CMU-16889 Learning for 3D Vision - HW5


1. Classification Model

Test accuracy of the best model: 97.48%
Some correct predictions:
Prediction: Chairs
Prediction: Vases
Prediction: Lamps

Some failure cases.
Below is a lamp that is predicted as a vase. Since many vases in training data are along with flowers inside, the two light bulbs on top of long rods do have a similar pattern as flowers inside a vase if the model only consider the point coordinates.
Below is a chair that is mostly predicted as a lamp and sometimes as a vase. It doesn't seem to have any similar pattern as a lamp or a vase. Perhaps this is not similar to other chairs in the training data, so the model makes a mistake.
Below is a vase that is predicted as a lamp. It is understandable that the model can get confused with some vases and lamps because of the reason discussed in the first failure case. In this one, the curve pattern of the leaf (I guess) is similar to a kind of a light bulb of a lamp.

2. Segmentation Model

Test accuracy of the best model: 90.61%. In each image pair below, Left: Ground truth. Right: Prediction.
Some correct predictions and each's accuracy:
Accuracy: 94.08%
Accuracy: 97.05%
Accuracy: 94.86%

Some failure cases and each's accuracy. provide interpretation in a few sentences.
Accuracy: 77.94%
The model has a bad segmentation at the lower cusion and the model thinks it's chair legs. In most of the training data, the lower part of the whole chair is chair legs. Without the additional information aside from point location, it is expected that under the current model design, the model can't distinguish between chair legs and cusion in this example.
Accuracy: 62.72%
The model thinks the sides of the cusion are chair arms and the bottom are chair legs.

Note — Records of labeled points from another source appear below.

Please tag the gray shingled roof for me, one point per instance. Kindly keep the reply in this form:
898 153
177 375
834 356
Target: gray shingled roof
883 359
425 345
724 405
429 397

This example, as the left example, has a less "regular" shape. Without further infomration, such as some geometry, the model has little information about the definition of chair arms and chair legs. It's decision pretty much relies on the point's relative location with respect to the whole object.

3. Robustness Analysis


Experiment 1
For each object, I rotate the the point cloud by a random angle about the z=axis during evaluation to test the model's robustness against rotation. The model get only 34.84% for the classification task and get 48.22% for the segmentation task. It is expected that the accuracy drops but this drop is pretty significant. Obviously, the model is not rotation invariant and equivariant.
Experiment 2
I sample less number of points during evaluation to test the robustness of the model. I set the number of points to be 5000, 1000, 500, and 100. We can see that a larger number of points gets higher accuracy than a smaller number of points. The reason is perhaps more points can capture more information of the object.
5000 points: 97.38% for the classification task and 90.58% for the segmentation task.
1000 points: 96.96% for the classification task and 90.13% for the segmentation task.
500 points: 95.59% for the classification task and 88.88% for the segmentation task.
100 points: 85.10% for the classification task and 81.36% for the segmentation task.